More generally, I've noticed that people who spend a lot of time interacting with LLMs sometimes develop a distinct brain-fried tone when they write or talk.
- dang19 days ago
  Please don't post shallow dismissals of other people's work (this is in the site guidelines: https://news.ycombinator.com/newsguidelines.html) and especially please don't cross into personal attack.
  - articulatepang19 days ago
    Thanks dang, you’re right, I apologize and will keep this in mind in the future.
  - cactusplant737419 days ago
    How is it shallow? The commenter asked three questions. That shows that they read the article and are reacting to it. Shallow would be something like, "More AI slop."
    GibbonBreath19 days ago
    They allege these 3 questions aren't answered in the article and then use that as a jumping off point to further allege that using LLMs have damaged the writer's mind, but the article does address each one of their questions and they would've noticed that if their engagement hadn't been skin deep.

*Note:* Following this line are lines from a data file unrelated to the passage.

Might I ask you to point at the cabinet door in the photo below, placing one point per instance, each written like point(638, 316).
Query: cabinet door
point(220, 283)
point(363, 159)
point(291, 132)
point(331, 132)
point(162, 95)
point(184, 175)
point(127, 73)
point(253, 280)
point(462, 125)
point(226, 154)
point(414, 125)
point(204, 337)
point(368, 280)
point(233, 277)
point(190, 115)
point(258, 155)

    So their comment is really a vehicle for them to deliver an insult and doesn't represent significant engagement with the material or a thoughtful digression that could foster curious conversation.

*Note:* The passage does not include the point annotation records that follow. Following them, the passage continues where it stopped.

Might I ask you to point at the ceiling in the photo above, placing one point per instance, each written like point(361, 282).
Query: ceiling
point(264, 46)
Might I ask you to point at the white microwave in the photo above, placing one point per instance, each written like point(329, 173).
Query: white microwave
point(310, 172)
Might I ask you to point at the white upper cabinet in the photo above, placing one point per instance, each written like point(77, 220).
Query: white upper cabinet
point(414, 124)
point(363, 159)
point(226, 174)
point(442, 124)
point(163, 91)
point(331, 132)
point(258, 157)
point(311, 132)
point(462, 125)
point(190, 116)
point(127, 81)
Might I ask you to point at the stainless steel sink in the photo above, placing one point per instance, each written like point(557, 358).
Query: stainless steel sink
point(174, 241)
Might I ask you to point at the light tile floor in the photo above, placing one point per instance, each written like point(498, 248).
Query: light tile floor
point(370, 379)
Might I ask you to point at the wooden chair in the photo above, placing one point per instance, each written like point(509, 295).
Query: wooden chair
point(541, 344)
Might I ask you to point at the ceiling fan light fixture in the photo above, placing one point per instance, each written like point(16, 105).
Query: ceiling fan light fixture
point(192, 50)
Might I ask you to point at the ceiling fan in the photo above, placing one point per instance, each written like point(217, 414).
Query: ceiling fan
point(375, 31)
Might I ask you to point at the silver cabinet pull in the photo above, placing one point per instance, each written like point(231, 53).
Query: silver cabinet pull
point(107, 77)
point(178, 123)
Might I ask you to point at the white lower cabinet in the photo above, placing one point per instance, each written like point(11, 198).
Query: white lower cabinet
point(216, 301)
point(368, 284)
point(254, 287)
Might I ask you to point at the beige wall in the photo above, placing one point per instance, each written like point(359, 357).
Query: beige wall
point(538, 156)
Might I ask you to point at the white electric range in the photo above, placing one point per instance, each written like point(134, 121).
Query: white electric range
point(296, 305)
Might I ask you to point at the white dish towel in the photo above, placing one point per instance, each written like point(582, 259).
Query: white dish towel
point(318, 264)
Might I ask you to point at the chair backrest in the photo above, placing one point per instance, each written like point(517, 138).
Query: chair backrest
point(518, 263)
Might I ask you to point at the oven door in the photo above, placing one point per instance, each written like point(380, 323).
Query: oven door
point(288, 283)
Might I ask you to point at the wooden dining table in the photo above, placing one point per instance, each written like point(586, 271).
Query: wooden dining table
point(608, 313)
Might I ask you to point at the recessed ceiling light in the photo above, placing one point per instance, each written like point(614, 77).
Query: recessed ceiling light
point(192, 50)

    Note that that doesn't mean it's a good article or that Ralph is a good idea.
    cactusplant737416 days ago
    The questions are the engagement. Then they added a conclusion. You may not like the conclusion but it's still valid discussion.
    GibbonBreath13 days ago
    It's engagement, but it's shallow engagement. Similarly; you may not like that conclusion, but you asked so I explained it.
- alansaber19 days ago
  "develop a distinct brain-fried tone when they write or talk" - I find that using an LLM as a writing copilot seriously degrades the flow of short form content
- linkregister19 days ago
  The answer to "what is Ralph?" is hyperlinked within the first sentence.
  - articulatepang18 days ago
    I actually visited that link, and the answer seems to be
    "If you've seen my socials lately, you might have seen me talking about Ralph and wondering what Ralph is. Ralph is a technique. In its purest form, Ralph is a Bash loop. while :; do cat PROMPT.md | claude-code ; done Ralph can replace the majority of outsourcing at most companies for greenfield projects. It has defects, but these are identifiable and resolvable through various styles of prompts."
    but the contents of PROMPT.md are behind a paywall. In spirit that is not so different from
    gcc program.c; ./a.out
    while program.c is behind a paywall. It's nearly impossible to reason about what the system will do and how it works without knowing more about PROMPT.md. For example, PROMPT.md could say "Build the software" or it could say "Write formal proofs in lean for each function" or ...
    In the spirit of curiosity, I'd appreciate a summary of a couple sentences describing the approach, aimed at a technically sophisticated audience that understands LLMs and software engineering, but not the specifics of this particular system.
    linkregister18 days ago
    That's reasonable
ahurmazda19 days ago
Anyone get a feeling that we are “inventing” a bunch of things that will be subsumed by the model in near(ish) future? Like the whole context refresh thing? Codex is already better (ime) than CC.
And then all these planning steps … if CC/codex interviews a ~million senior devs, next iteration of models will perhaps know how to plan way better than today?